Communication between residents and onsite staff and technicians alleviates delays and unintended misunderstandings for work orders. Apps can also pinpoint what is needed and flag necessary repairs submitted by residents before complaints to local officials are submitted. Answering services are playing a greater role, making sure residents facing after-hours situations or emergencies are taken care of promptly.

Given the proliferation of IoT-driven, cloud-oriented smart homes and access systems, maintenance teams need to be up to date with installation and troubleshooting. Sensors provide a reliable trigger in maintaining property safety and efficiency, not to mention leak detection and HVAC operations.

Several companies have stepped forward to deliver training for companies that seek to upgrade their maintenance teams’ skills. Technology is taking over there, too, with virtual reality and 3D simulations. Visual tools for property mapping and renderings enhance planning and marketing efforts. Companies offer 3D property visualization and measurement solutions.

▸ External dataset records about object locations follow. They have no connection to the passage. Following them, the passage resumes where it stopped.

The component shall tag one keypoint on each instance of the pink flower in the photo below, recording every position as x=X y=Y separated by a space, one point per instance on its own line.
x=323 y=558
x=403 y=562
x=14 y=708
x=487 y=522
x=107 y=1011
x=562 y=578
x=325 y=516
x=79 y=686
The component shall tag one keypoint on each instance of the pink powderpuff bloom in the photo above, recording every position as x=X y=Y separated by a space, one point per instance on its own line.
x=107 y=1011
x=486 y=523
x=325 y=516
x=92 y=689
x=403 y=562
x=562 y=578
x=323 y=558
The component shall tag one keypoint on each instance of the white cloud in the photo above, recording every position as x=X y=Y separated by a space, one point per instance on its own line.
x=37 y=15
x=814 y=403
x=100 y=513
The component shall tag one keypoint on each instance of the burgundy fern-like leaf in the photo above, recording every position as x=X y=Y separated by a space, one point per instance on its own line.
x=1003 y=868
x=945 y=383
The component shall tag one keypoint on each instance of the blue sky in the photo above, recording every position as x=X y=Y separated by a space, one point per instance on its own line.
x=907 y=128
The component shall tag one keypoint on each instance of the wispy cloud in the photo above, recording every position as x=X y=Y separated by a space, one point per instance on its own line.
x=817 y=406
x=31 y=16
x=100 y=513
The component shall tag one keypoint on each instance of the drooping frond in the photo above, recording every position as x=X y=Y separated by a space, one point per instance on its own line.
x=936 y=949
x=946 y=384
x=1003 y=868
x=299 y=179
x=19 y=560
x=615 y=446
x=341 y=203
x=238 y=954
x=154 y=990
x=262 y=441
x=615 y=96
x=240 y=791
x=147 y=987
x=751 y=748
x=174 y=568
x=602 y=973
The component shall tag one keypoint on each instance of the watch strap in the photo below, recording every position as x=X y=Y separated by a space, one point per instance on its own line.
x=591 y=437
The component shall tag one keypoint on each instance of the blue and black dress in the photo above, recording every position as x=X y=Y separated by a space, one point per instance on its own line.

For properties undergoing construction or renovation, there are tools to ensure that projects stay on track. Project management software can streamline processes while others assist in financing. Comprehensive property management software systems are also available.

Game-changer in the making?

Chris Caramanica, director of facilities at WinnCompanies, said he has noticed that maintenance technology companies are bringing open API with their products. “That might be a game changer for the industry the same way Android’s open source changed cell phone apps to compete with the closed source and control Apple has with its apps,” he said. “There is so much technology in our space these days but none of it seems to talk to or work with each other. There is a big push right now from all angles, but it is not sustainable. We will see a flood now, but the waters will recede, and the best products will be here for years to come and change our operations forever.”